Processor-in-memory DRAM benchmarked on Xeon server
Upmem SAS (Grenoble, France) has demonstrated DDR4-compatible DIMMs populated with processor-in-memory (PIM) chips running in x86 Xeon servers and delivering improved performance. Typical results on performance-critical applications showed PIM-based operation was ten times more efficient than a server with standard DRAMs.
Processing-in-memory allows compute to be offloaded into the memory chips where data is located and saves on data movement, latency and power consumption. Upmem reduces data movement while leveraging existing server architectures and memory technology for its PIM accelerators.
Applications in genomics mapping and index searching validate the potential of PIM to improve speed and save power by an order of magnitude, said Upmem.

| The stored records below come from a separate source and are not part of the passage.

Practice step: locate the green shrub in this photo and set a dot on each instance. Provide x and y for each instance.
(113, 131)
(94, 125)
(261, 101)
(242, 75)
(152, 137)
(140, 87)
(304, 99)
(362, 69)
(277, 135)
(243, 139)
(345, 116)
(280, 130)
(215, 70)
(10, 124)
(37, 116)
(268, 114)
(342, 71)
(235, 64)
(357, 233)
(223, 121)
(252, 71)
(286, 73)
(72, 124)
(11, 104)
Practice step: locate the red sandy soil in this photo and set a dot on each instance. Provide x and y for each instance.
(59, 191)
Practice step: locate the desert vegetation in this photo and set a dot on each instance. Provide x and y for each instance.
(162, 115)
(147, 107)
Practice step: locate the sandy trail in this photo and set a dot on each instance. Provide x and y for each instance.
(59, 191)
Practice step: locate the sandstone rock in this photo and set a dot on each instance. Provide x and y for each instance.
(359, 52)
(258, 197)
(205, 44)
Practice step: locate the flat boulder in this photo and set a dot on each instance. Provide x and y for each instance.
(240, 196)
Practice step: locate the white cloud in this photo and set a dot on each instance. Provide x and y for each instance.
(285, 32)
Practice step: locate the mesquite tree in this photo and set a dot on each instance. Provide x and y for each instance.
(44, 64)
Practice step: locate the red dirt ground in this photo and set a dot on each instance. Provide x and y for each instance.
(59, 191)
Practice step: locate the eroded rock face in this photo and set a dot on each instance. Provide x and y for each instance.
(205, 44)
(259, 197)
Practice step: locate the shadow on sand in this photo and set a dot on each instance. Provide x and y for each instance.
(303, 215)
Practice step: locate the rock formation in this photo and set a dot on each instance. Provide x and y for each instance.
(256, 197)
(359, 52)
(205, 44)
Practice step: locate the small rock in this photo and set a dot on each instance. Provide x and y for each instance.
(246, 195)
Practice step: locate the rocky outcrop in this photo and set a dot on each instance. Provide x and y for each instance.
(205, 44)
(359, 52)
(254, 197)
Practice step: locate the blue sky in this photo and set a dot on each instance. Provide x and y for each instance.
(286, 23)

Offloading the full human genome analysis (mapping and variance analysis) for a GATK-compliant analysis proves more than ten times faster if the Xeon server is equipped with Upmem PIM modules instead of the same amount of standard DRAM. It also results in six times less energy consumption per throughput.
By sending an index search request to hundreds of PIM-DRAM units in parallel, instead of relying on the main CPU, a server with PIM modules produces 11 times more throughput per second than the same server with the same amount of DRAM. It also reduces to get the result back: on average 35 times faster. The energy consumed at server level is six times less per throughput without any hardware modification, and can be extended.
“The early benchmarks reflect the benefits that PIM can bring when stopping most of the off-chip data movement between the memory and the processing cores, while unleashing the available data bandwidth,” said Upmem STO and cofounder Fabrice Devaux. “We expect dozens of evaluations from partners and large research labs to show market adoption and potential, in all geographies, with a larger percentage in the US market.”